# Jigs using Aluminum Extrusions?



## Scootles (Feb 27, 2013)

I worked in a cabinet shop and we had a few jigs that were made with aluminum extrusions.They were exceptionally stable.

I want to make a jig to route out dado's using aluminum extrusions like this. Have any of you ever done it? If so, where do you get parts for it?

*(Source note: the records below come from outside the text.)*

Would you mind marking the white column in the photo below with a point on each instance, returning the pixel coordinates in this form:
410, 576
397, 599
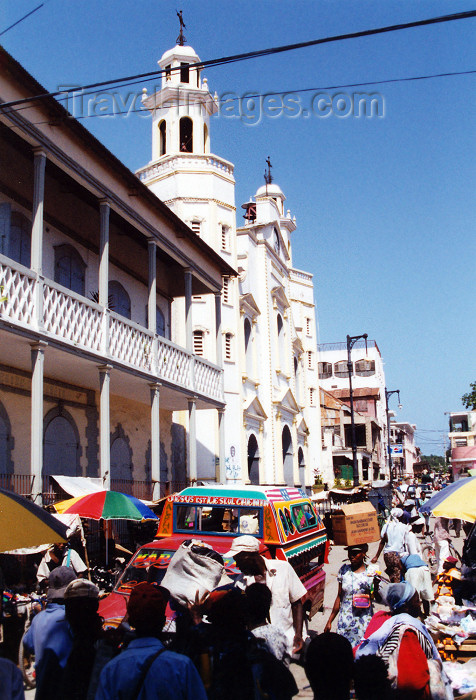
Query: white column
188, 311
104, 210
36, 451
155, 440
192, 440
152, 299
221, 472
103, 280
39, 163
219, 339
105, 426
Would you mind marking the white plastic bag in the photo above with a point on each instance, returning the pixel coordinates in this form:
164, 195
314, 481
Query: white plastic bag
195, 566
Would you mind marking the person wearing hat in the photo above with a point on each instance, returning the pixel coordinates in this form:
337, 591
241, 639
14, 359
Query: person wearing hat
60, 554
285, 585
52, 618
412, 659
353, 602
145, 667
393, 537
418, 574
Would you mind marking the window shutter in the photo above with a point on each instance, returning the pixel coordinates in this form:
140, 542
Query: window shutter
5, 212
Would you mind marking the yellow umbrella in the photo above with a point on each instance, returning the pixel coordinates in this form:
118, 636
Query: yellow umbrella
24, 524
458, 500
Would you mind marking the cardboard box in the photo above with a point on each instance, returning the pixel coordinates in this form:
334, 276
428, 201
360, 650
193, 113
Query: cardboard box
355, 523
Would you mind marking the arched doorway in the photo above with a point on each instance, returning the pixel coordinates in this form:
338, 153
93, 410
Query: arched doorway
302, 468
287, 443
121, 458
253, 460
61, 448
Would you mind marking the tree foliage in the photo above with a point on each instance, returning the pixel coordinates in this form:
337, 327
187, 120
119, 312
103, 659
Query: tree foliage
469, 399
435, 461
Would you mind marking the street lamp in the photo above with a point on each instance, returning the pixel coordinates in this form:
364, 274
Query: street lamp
387, 396
351, 340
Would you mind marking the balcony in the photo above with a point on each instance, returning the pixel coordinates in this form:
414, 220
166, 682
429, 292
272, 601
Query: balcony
30, 302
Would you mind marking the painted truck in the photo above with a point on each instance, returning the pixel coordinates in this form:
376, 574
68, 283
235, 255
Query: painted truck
284, 520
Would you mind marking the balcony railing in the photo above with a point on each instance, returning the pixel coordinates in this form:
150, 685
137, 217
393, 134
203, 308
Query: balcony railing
32, 302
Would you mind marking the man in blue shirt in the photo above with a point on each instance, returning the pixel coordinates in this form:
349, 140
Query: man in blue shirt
50, 622
145, 670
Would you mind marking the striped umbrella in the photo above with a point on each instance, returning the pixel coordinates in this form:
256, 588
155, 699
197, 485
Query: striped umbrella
107, 505
458, 500
24, 524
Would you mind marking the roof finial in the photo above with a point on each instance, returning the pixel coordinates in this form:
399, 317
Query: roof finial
181, 39
268, 178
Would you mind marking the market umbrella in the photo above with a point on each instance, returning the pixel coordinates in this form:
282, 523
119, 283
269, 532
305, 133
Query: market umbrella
458, 500
107, 505
24, 524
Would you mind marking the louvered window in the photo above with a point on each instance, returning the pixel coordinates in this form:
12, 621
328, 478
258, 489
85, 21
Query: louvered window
228, 348
226, 290
198, 342
224, 237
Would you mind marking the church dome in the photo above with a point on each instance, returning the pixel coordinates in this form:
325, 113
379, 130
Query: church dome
179, 53
272, 190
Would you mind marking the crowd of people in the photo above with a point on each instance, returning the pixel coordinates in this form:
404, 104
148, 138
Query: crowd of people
238, 641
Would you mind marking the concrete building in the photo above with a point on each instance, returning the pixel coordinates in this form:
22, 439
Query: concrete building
405, 454
271, 426
462, 435
368, 383
98, 375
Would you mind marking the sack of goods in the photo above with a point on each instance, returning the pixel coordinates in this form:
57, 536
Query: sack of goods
195, 566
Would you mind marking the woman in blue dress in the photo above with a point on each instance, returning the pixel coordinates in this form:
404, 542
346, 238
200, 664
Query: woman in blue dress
353, 602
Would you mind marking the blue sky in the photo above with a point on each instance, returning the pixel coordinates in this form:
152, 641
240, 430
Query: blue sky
384, 205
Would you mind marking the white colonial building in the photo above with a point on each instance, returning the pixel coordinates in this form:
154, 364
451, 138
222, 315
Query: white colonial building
271, 425
99, 375
368, 384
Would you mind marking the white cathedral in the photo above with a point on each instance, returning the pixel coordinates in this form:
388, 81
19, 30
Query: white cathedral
270, 430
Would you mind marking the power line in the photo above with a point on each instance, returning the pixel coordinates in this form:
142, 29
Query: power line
248, 96
257, 54
23, 18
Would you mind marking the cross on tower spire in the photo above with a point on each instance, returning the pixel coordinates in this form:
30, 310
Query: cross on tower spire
181, 39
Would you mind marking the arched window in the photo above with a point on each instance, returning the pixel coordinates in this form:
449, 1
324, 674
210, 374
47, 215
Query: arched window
297, 379
160, 323
121, 460
163, 137
248, 347
365, 368
19, 248
287, 443
253, 460
280, 330
186, 135
228, 346
61, 450
6, 464
198, 342
325, 370
69, 268
340, 369
119, 299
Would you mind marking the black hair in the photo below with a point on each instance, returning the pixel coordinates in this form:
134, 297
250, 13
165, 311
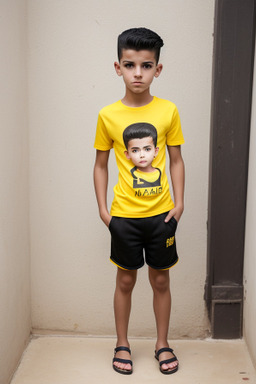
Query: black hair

Basically what I'm thinking is a manual CNC type thing that only goes 2 directions. Forward to back. Ideas?


----------



## Loren (May 30, 2008)

Ebay. Look for "t slot extrusion".

80/20 has an extensive catalog.


----------



## Scootles (Feb 27, 2013)

Is there any benefit of that over this http://openbuildspartstore.com/
I'm seeing that things like 'wheels' and 'bearings' are ridiculously expensive… around 25+$ each for the T slot, whereas the V shaped extrusions wheels/bearings are only around 3-5$ each. I'm not looking to make this an exceptionally expensive project if I can help it. I'd really like to make something rigid for use with certain repeatable cuts like dados


----------



## Loren (May 30, 2008)

This guy was selling bearing sets which can be mounted on round
tubes, which are cheaper and easier to get than t slot extrusions.


----------